United 1448, sounding confused, then radioed that they were near taxiway Kilo, and as they re-entered Runway 5R/23L, reported that "somebody just took off" overhead, referring to FedEx 1662 that had indeed just become airborne in very close proximity to the United aircraft.

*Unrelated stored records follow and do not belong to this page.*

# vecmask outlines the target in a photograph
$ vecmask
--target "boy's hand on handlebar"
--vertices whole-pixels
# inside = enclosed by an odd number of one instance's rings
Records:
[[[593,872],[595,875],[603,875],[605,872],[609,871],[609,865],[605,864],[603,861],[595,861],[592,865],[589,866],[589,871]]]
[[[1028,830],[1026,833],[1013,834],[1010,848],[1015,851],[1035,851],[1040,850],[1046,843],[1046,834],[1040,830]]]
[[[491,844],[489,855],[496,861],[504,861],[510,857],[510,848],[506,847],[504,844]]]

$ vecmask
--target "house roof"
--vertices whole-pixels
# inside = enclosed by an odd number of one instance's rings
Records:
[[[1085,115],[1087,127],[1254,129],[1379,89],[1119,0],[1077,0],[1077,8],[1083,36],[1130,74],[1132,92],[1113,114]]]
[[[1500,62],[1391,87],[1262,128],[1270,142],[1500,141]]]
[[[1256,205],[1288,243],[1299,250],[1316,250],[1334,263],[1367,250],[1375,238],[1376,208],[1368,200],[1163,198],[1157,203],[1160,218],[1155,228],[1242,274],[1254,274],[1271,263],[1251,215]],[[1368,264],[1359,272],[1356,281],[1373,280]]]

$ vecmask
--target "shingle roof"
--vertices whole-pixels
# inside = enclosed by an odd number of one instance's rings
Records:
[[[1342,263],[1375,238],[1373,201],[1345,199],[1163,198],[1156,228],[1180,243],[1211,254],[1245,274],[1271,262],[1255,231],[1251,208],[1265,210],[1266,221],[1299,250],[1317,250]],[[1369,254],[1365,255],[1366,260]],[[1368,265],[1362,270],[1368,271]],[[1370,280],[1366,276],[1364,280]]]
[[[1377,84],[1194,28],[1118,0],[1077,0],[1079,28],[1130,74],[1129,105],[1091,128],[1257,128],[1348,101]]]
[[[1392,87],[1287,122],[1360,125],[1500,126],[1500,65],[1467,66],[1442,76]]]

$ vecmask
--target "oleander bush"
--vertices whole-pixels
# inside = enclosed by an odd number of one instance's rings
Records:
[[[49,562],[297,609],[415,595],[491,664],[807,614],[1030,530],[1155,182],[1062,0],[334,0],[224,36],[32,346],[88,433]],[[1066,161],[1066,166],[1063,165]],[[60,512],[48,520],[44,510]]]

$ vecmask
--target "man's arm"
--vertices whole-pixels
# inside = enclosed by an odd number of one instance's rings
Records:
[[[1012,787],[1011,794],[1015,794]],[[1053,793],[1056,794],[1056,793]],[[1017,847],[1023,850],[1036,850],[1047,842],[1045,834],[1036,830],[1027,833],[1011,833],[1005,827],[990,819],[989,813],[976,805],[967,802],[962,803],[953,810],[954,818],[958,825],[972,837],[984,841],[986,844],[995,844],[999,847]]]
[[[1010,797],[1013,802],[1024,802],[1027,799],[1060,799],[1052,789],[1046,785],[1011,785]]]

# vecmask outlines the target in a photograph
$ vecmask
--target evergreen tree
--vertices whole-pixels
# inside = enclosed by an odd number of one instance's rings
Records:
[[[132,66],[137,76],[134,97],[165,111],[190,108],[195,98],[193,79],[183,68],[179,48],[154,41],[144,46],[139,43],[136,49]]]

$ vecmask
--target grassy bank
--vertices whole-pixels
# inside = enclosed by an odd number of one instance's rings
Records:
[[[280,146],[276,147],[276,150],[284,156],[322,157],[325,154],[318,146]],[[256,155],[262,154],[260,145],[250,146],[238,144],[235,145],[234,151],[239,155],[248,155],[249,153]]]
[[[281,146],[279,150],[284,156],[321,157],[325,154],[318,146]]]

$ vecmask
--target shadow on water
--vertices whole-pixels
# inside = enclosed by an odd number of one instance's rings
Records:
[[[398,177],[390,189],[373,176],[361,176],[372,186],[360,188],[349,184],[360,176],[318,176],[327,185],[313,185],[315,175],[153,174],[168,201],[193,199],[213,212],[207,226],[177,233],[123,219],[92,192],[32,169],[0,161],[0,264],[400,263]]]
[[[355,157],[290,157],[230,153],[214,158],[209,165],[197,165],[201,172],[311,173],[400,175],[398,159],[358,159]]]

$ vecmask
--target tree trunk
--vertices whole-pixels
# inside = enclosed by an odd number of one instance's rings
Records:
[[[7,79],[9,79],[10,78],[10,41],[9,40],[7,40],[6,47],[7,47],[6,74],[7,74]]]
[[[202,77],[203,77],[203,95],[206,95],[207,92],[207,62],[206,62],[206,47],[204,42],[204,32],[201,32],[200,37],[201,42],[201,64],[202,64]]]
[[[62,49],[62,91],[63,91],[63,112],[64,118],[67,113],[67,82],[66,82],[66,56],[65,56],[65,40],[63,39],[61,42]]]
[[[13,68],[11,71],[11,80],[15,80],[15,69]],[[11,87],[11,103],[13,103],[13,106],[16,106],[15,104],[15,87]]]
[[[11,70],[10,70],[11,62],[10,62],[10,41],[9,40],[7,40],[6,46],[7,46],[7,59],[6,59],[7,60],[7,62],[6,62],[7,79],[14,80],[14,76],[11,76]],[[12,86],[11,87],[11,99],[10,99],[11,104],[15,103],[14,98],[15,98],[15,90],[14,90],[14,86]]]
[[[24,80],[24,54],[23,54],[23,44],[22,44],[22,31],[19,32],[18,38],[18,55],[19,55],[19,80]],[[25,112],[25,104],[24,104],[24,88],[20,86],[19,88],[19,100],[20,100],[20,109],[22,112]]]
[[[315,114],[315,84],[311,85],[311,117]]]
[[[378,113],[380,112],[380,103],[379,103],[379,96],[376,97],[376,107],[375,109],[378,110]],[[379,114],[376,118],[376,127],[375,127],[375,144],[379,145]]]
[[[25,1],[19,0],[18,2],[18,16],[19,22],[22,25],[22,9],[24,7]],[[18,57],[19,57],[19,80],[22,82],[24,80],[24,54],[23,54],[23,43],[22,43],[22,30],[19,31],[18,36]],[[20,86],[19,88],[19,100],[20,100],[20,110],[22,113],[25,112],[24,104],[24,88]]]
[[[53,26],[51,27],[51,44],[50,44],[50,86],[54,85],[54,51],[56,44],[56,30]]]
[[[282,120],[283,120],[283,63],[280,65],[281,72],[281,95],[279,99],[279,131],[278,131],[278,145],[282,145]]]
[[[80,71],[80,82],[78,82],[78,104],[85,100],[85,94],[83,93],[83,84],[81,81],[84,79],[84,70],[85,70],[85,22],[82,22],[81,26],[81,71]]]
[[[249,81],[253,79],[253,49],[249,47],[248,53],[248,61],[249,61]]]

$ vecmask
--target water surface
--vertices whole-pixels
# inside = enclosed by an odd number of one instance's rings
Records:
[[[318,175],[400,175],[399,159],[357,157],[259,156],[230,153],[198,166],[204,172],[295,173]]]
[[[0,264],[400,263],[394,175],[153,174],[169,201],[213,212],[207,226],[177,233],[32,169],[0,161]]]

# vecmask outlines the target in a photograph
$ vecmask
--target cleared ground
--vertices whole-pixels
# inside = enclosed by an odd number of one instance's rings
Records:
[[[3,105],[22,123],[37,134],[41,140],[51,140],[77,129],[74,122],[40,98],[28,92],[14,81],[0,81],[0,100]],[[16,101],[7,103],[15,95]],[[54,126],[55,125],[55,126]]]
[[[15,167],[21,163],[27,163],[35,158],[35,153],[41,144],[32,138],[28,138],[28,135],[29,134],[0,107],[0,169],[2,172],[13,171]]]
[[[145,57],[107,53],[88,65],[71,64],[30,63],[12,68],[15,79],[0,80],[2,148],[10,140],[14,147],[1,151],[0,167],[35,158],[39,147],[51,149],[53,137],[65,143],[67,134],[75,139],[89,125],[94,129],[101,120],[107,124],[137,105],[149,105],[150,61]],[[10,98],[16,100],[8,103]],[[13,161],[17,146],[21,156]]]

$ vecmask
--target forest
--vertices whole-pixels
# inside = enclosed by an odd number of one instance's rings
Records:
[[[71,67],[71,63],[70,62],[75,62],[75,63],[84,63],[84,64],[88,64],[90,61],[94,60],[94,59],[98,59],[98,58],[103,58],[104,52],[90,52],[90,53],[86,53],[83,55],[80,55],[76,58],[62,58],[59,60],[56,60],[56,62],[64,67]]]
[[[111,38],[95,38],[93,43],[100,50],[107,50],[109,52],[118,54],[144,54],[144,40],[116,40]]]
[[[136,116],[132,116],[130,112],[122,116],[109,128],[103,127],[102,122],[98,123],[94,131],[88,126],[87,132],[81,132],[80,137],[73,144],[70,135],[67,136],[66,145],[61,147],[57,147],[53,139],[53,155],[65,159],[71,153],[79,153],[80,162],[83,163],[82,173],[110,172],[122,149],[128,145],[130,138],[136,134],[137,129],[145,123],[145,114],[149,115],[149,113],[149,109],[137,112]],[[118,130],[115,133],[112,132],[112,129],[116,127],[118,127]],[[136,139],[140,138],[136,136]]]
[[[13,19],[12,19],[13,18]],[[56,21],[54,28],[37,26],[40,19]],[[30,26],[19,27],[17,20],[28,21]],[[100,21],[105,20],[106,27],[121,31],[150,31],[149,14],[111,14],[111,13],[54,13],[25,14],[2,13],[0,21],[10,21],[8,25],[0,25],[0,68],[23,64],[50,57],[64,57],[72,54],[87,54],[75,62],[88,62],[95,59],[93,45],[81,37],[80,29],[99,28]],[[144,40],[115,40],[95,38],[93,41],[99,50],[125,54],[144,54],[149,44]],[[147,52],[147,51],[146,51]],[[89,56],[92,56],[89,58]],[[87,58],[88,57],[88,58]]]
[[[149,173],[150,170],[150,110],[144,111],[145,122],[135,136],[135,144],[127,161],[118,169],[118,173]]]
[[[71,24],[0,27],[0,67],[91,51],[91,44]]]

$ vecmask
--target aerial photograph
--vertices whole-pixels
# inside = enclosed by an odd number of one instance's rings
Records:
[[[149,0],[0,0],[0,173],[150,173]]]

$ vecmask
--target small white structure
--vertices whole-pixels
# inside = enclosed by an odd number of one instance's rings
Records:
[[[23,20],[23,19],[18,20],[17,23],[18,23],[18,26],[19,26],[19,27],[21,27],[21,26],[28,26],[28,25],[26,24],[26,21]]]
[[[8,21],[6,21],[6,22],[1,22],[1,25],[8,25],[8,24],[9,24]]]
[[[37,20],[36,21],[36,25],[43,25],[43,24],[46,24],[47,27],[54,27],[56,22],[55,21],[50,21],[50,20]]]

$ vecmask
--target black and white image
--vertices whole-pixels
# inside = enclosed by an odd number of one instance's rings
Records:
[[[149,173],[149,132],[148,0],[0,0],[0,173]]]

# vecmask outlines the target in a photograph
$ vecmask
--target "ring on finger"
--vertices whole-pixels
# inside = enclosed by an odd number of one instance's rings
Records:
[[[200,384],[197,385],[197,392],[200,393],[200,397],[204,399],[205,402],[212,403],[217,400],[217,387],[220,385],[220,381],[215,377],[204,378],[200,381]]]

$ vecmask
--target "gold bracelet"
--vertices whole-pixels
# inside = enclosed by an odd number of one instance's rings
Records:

However, the controller appeared not to take this seriously, stating, "you shouldn't be anywhere near Kilo", and advised the United 1448 crew to hold position. United 1448 informed the tower that they were now on an active runway, which they mistakenly believed to be 23R/5L (inactive at the time). A moment later the pilot corrected himself, stating that they were on 5R/23L. United 1448's crew was told again to stand by, so the aircraft remained idle at the intersection of the active runway, while the controller cleared MetroJet 2998 for takeoff on the same runway. The United 1448 pilot immediately interjected to insist that the plane was on the active runway, which the controller denied, saying it was not an active runway. Meanwhile, the MetroJet pilot, having heard the exchange, realized there was confusion over the whereabouts of United 1448 and refused the takeoff clearance, stating, "We're staying clear of all runways until we figure this out."

Despite all this confusion, the controller again cleared MetroJet 2998 for takeoff on Runway 5R. They again refused to accept the clearance for take-off until the United 1448 was confirmed to have arrived at the gate. Once United 1448 was confirmed to be at the gate, MetroJet 2998 finally departed on Runway 5R.

The US Airways crew operating MetroJet Flight 2998 were praised by a US Air spokesperson for their actions of avoiding a disaster. An investigation by the National Transportation Safety Board followed and while no fault was assigned to the controller, she was required to undergo retraining before returning to service. The pilots were debriefed by United, received additional training and were returned to service.

Part of the confusion was due to United 1448's inability to correctly identify the runway they were on. During the radio exchanges, United 1448 refers to 23L/5R as 23R/5L and vice versa. Runway 23R/5L has been closed since this incident and is now taxiway Victor.

===2007 CRJ accident===
On December 16, 2007, Air Wisconsin (US Airways Express) flight 3758, a CRJ-200 arriving from Philadelphia, departed the left side of runway 5 after a hard landing by an unstabilized approach. Although the aircraft sustained substantial damage, none of the 31 passengers and crew aboard were injured. The aircraft was repaired and placed back into service.

== Awards ==
In 2022, a USA Today 10Best Readers’ Choice Travel Award poll ranked T.F. Green airport as third in the United States in the category of small airports.